The term American Songbook—or Great American Songbook—most often connotes standards of the Tin Pan Alley type, old warhorses that have been recorded and performed time and time again. Terri Lyne Carrington’s Mosaic Project: Love and Soul concert Saturday night at The Appel Room at Jazz at Lincoln Center’s Frederick P. Rose Hall, on the other hand, while part of Lincoln Center’s American Songbook series, veered from the traditional, right from the beginning.
Carrington’s take on Ornette Coleman’s “Chronology” served notice from the get-go that this American Songbook was more broad-based, though she did follow it with the true 1930s pop and jazz standard “Body and Soul,” here arranged by her stellar saxophonist Tia Fuller—though this she followed with the lesser-known Jimi Hendrix song “Burning of the Midnight Lamp,” for which she also nicely evoked Hendrix’s conversational vocal phrasing, if not dreamy tone. But flutist Elena Ayodele Pinderhughes picked that up, while guitarist Matt Stevens subtly assumed Hendrix’s guitar style.
The first of Carrington’s special guests, both having appeared on her latest album The Mosaic Project: Love and Soul–as did all the female instrumentalists—came next. Saluting Valerie Simpson as “a real life great American songwriter” whom she learns from every time she works with her, Carrington brought Simpson out to sing Billie Holiday’s “God Bless the Child.”

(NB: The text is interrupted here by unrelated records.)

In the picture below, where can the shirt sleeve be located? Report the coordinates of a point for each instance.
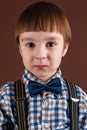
(6, 114)
(82, 109)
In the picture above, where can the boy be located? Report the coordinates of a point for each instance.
(43, 35)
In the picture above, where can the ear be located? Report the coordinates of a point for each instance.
(65, 49)
(20, 51)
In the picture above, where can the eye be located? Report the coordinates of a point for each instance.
(51, 44)
(30, 44)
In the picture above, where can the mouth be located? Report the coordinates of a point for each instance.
(40, 66)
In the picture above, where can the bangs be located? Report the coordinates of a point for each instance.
(41, 17)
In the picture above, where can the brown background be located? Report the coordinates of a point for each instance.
(75, 62)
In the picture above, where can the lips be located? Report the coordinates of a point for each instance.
(40, 66)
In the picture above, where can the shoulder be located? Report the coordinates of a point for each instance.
(81, 94)
(7, 89)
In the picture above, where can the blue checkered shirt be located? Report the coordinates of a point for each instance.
(47, 112)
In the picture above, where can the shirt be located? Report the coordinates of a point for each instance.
(48, 111)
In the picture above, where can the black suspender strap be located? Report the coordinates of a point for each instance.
(73, 105)
(20, 105)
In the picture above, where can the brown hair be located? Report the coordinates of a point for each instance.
(43, 16)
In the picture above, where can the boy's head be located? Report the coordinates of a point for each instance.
(43, 16)
(42, 30)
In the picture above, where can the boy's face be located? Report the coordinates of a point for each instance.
(42, 52)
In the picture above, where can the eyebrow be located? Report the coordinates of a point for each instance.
(27, 39)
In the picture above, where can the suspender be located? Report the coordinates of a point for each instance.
(73, 105)
(20, 105)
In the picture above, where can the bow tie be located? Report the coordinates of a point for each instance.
(36, 88)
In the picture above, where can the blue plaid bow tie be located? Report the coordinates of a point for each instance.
(36, 88)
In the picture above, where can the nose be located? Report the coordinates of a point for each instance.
(41, 53)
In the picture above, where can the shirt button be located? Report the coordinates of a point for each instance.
(47, 125)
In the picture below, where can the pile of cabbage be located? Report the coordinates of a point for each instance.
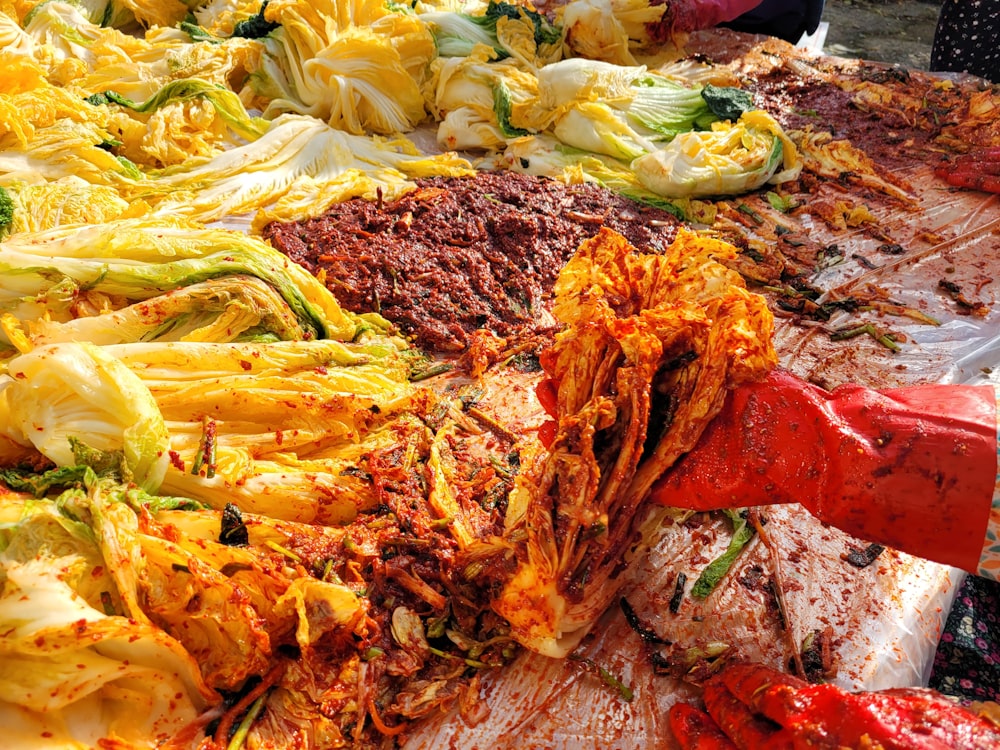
(277, 110)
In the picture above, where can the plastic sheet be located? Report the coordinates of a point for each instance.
(886, 620)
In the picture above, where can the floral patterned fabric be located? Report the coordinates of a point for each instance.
(967, 38)
(967, 663)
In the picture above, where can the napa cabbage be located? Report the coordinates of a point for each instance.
(730, 159)
(356, 66)
(508, 30)
(59, 396)
(298, 168)
(59, 273)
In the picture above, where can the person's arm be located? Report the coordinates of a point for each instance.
(913, 468)
(691, 15)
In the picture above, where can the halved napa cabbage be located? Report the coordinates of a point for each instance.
(730, 159)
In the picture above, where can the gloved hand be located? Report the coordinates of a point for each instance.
(913, 468)
(976, 170)
(691, 15)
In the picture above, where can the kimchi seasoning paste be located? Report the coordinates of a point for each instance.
(461, 254)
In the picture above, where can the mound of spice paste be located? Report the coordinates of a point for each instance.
(460, 254)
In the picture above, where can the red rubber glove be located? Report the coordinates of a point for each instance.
(912, 468)
(976, 170)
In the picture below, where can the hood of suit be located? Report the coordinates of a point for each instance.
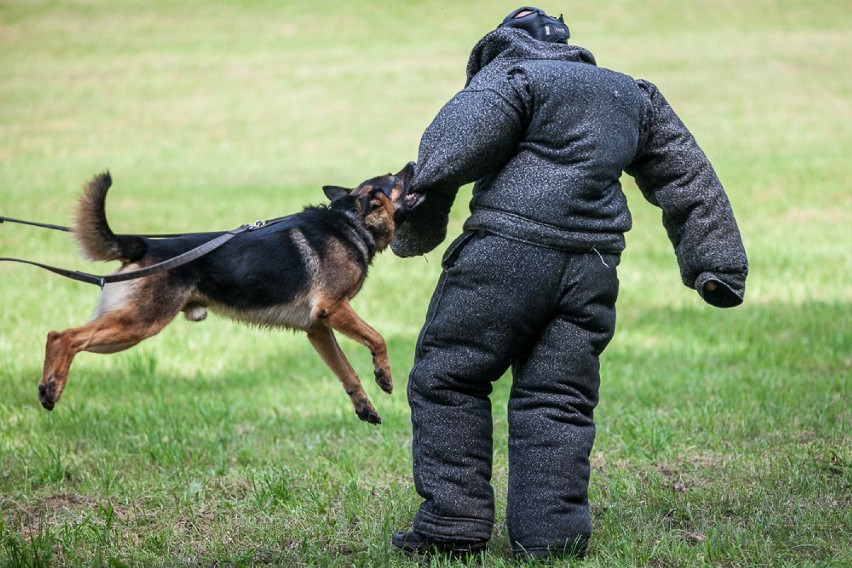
(510, 44)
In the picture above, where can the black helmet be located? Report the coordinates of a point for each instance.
(538, 24)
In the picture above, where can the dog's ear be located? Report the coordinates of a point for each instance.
(335, 191)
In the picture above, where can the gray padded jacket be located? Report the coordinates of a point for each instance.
(546, 135)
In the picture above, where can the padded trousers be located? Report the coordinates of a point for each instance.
(547, 314)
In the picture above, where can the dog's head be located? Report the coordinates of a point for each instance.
(383, 202)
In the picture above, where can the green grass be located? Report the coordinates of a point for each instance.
(723, 435)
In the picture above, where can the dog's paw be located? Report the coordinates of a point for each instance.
(367, 413)
(384, 380)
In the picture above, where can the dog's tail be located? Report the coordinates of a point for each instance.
(92, 231)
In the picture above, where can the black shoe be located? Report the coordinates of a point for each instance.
(415, 543)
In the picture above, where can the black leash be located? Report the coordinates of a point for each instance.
(174, 262)
(70, 230)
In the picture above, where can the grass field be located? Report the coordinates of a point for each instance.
(724, 436)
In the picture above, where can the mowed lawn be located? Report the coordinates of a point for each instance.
(723, 435)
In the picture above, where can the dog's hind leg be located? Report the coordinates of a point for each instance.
(344, 319)
(323, 340)
(112, 332)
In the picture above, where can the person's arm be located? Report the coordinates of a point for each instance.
(474, 134)
(674, 174)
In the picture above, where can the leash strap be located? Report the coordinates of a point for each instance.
(35, 224)
(173, 262)
(70, 230)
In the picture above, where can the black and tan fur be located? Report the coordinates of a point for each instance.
(299, 274)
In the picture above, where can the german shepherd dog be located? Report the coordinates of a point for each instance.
(300, 273)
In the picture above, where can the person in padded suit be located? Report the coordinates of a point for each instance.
(531, 283)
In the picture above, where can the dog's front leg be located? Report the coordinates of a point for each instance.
(344, 319)
(323, 340)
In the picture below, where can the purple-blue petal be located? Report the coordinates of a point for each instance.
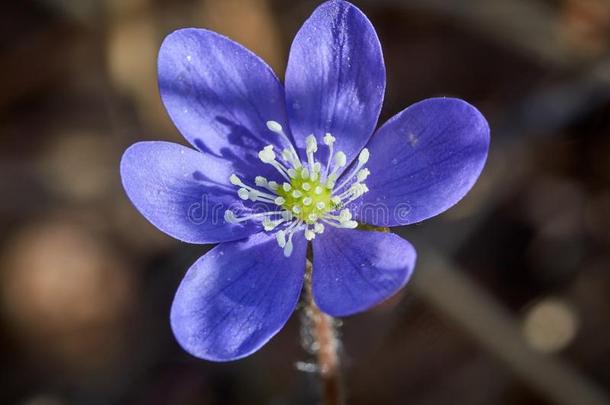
(237, 297)
(220, 96)
(182, 192)
(355, 270)
(335, 79)
(423, 161)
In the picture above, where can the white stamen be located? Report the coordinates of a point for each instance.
(280, 236)
(267, 155)
(243, 193)
(309, 198)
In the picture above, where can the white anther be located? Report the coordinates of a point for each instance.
(235, 180)
(230, 217)
(340, 159)
(363, 157)
(345, 215)
(280, 236)
(363, 174)
(329, 139)
(311, 144)
(243, 193)
(274, 126)
(268, 224)
(267, 155)
(253, 195)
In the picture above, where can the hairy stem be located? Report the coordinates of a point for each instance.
(325, 345)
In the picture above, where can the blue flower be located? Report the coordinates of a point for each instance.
(275, 167)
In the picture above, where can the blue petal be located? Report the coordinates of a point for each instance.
(335, 78)
(237, 297)
(182, 192)
(220, 96)
(355, 270)
(423, 161)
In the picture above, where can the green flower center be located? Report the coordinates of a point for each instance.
(307, 199)
(310, 198)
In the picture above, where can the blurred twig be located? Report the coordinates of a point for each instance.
(446, 288)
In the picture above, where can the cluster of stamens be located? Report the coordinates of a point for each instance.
(309, 198)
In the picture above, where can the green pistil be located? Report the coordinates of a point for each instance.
(307, 199)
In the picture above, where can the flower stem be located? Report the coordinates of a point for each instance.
(325, 345)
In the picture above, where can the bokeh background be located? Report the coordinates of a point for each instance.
(510, 303)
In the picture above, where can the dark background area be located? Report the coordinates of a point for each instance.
(510, 303)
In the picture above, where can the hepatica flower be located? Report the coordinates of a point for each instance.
(274, 167)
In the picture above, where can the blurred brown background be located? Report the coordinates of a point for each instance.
(510, 303)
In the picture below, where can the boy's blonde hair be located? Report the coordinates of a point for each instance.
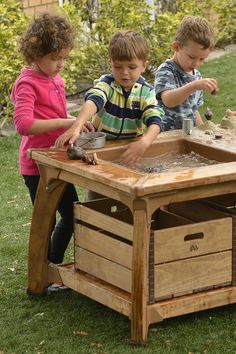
(196, 29)
(128, 45)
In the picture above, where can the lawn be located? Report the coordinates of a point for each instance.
(70, 323)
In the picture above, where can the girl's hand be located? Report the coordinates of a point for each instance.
(134, 152)
(69, 136)
(88, 127)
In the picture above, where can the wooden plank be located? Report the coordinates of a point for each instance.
(165, 219)
(193, 273)
(193, 240)
(96, 289)
(104, 269)
(103, 245)
(103, 221)
(139, 324)
(191, 303)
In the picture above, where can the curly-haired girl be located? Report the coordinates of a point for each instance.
(40, 114)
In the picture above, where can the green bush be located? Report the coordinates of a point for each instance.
(12, 23)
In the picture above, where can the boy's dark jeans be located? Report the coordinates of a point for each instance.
(62, 231)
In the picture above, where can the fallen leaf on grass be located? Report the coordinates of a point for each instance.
(80, 333)
(40, 314)
(98, 345)
(27, 224)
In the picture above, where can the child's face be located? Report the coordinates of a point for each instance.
(126, 73)
(189, 56)
(51, 64)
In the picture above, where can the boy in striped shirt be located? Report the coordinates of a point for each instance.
(122, 102)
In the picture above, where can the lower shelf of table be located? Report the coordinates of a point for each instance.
(121, 301)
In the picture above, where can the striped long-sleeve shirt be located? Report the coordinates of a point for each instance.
(123, 114)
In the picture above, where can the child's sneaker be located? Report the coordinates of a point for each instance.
(54, 287)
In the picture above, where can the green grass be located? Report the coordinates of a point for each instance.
(47, 324)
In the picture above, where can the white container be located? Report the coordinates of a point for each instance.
(187, 126)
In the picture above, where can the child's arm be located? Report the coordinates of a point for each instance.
(88, 109)
(175, 97)
(198, 119)
(135, 150)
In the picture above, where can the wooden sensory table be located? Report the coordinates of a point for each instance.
(143, 259)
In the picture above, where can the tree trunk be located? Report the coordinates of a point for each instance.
(167, 5)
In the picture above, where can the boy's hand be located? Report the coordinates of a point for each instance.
(207, 84)
(88, 127)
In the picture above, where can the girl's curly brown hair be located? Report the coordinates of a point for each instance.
(46, 34)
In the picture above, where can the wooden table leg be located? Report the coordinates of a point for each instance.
(44, 211)
(139, 325)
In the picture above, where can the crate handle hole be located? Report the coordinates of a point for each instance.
(196, 236)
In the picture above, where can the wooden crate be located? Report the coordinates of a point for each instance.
(187, 255)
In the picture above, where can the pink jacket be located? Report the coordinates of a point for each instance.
(36, 96)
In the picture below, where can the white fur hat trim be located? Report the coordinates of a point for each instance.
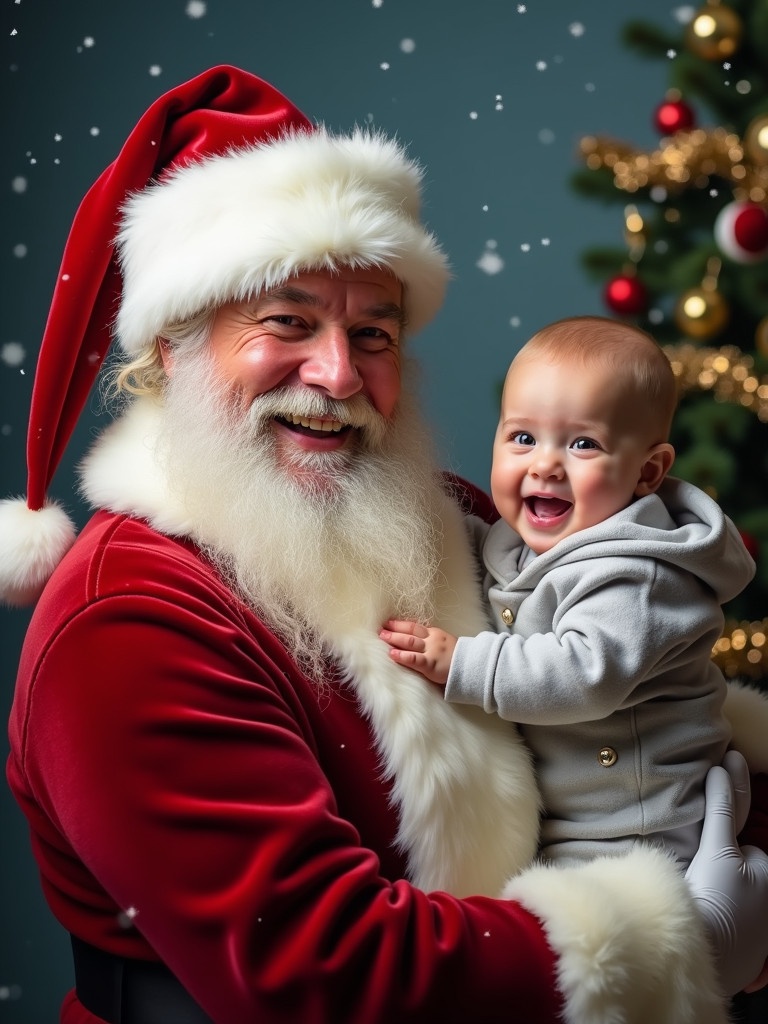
(222, 228)
(32, 544)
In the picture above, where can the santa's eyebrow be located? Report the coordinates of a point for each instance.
(387, 310)
(289, 293)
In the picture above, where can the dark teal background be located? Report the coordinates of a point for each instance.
(500, 176)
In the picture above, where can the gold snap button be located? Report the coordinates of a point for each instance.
(607, 757)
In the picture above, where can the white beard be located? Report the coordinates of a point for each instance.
(310, 546)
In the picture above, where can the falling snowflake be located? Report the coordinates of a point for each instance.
(12, 353)
(491, 262)
(126, 918)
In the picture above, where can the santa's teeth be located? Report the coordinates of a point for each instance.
(327, 426)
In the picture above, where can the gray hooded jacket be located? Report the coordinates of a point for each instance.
(602, 655)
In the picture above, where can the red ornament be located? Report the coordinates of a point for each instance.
(741, 231)
(626, 295)
(672, 116)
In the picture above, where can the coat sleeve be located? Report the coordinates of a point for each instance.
(169, 755)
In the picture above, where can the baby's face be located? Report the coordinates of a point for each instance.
(569, 450)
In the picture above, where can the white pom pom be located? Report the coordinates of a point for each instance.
(32, 544)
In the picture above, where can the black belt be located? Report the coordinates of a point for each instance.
(121, 990)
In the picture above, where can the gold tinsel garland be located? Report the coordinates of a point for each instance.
(687, 158)
(684, 160)
(728, 373)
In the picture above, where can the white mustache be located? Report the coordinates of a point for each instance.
(297, 401)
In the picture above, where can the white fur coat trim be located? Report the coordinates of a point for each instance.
(462, 779)
(630, 944)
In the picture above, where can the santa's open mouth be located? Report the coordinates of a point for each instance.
(546, 509)
(312, 426)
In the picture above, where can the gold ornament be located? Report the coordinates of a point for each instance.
(742, 650)
(761, 337)
(756, 140)
(701, 312)
(715, 32)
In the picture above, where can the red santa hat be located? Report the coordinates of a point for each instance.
(223, 187)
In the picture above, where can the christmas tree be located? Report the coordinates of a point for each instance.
(692, 269)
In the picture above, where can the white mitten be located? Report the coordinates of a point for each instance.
(728, 884)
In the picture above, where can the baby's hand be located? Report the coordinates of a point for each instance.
(423, 648)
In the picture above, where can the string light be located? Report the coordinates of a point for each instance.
(741, 650)
(726, 371)
(687, 156)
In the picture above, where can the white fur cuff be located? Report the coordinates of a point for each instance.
(631, 946)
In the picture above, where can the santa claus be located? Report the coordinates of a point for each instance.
(241, 807)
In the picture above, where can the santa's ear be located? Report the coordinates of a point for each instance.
(166, 354)
(657, 464)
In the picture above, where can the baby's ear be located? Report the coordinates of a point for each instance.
(657, 464)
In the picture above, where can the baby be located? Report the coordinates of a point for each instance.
(604, 579)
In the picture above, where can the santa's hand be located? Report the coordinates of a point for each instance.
(730, 885)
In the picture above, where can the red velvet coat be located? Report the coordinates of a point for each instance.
(194, 798)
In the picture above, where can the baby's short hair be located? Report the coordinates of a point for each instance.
(626, 349)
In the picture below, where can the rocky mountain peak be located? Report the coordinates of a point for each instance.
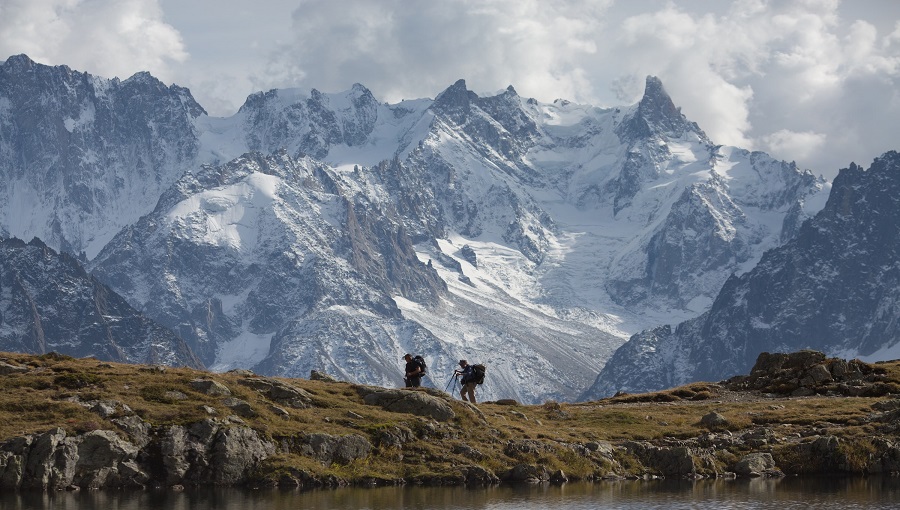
(17, 63)
(656, 114)
(455, 101)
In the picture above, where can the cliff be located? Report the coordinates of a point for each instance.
(70, 423)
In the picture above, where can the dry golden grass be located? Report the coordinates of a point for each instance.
(43, 399)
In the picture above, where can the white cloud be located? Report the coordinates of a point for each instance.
(801, 145)
(107, 37)
(817, 76)
(417, 48)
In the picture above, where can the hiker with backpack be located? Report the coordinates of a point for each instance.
(415, 370)
(470, 378)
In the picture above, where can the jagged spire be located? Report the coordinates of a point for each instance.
(455, 102)
(656, 113)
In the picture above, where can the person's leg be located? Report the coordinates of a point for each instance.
(469, 389)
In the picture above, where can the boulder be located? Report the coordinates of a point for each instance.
(315, 375)
(101, 454)
(210, 387)
(680, 461)
(413, 402)
(756, 465)
(477, 475)
(526, 473)
(6, 369)
(240, 407)
(336, 449)
(714, 421)
(280, 392)
(235, 451)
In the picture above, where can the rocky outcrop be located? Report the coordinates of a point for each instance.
(280, 392)
(808, 372)
(418, 403)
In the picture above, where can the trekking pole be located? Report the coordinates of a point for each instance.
(452, 378)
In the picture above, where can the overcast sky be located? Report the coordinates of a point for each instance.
(814, 81)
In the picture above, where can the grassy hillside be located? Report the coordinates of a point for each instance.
(584, 440)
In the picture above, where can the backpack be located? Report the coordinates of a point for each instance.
(421, 362)
(478, 373)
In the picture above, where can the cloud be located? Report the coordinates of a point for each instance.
(817, 76)
(417, 48)
(107, 37)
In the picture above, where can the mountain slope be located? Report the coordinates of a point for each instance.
(49, 303)
(832, 288)
(81, 156)
(330, 231)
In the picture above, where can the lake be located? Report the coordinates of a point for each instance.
(785, 494)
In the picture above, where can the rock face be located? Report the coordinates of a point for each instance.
(832, 288)
(50, 303)
(298, 234)
(90, 154)
(413, 402)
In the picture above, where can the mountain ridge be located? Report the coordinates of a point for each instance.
(585, 224)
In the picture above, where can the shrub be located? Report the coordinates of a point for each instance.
(77, 380)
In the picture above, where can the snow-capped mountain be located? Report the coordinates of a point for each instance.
(331, 231)
(832, 288)
(81, 157)
(49, 303)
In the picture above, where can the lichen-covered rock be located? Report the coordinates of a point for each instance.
(477, 475)
(210, 387)
(713, 421)
(6, 369)
(678, 461)
(280, 392)
(336, 449)
(526, 473)
(234, 452)
(315, 375)
(240, 407)
(418, 403)
(756, 465)
(100, 455)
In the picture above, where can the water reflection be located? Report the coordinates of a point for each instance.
(785, 494)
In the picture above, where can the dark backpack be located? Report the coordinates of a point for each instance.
(478, 374)
(421, 362)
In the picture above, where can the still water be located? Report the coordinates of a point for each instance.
(790, 493)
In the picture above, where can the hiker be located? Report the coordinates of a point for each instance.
(415, 369)
(468, 380)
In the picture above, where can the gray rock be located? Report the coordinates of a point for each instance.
(6, 369)
(315, 375)
(210, 387)
(241, 407)
(757, 464)
(713, 420)
(414, 402)
(280, 392)
(477, 475)
(100, 454)
(526, 473)
(331, 449)
(136, 428)
(678, 461)
(235, 451)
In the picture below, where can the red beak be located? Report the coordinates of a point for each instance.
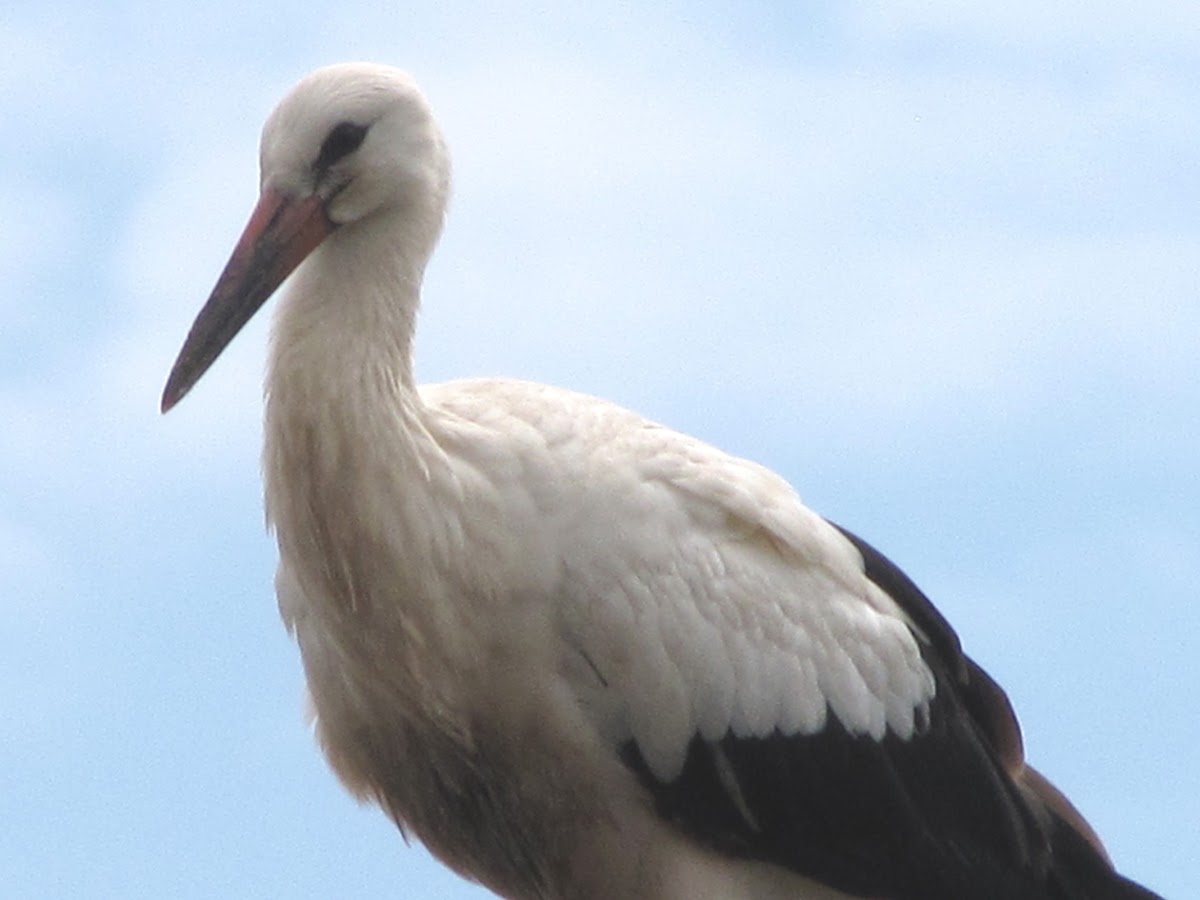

“She makes people do things they don’t even know they can do!” marveled Simpson, who decided on the spot to leave the piano to Amy Bellamy and just sing into a handheld mic, for which she earned a standing ovation after spurring Fuller to new saxophone heights. She then pulled out a song from her own Ashford & Simpson catalog, “Somebody Told a Lie,” which she sang on Love and Soul. But Simpson acknowledged that Carrington had “stamped it [so] hard” with her arrangement that she had to relearn it, which clearly, she had.
Surprise guest Esperanza Spalding sang an airy scat on Geri Allen’s “Unconditional Love,” which appeared on Carrington’s 2011 The Mosaic Project album—as did both Allen and Spalding—and which Carrington assured will be a standard 30 years from now, though it already is in jazz circles. “Some people make you feel more comfortable just by being on stage,” Carrington said of Spalding, though her performance was so outstanding that Oleta Adams, the evening’s second special guest, felt compelled to admit, “Wow! I used to sing that high once!” prior to to singing her song “I’ve Got a Right” at the piano; she then left it for the Luther Vandross hit “For You to Love,” which she sang on Love and Soul and was likewise “smothered” in Carrington’s arrangement, she said.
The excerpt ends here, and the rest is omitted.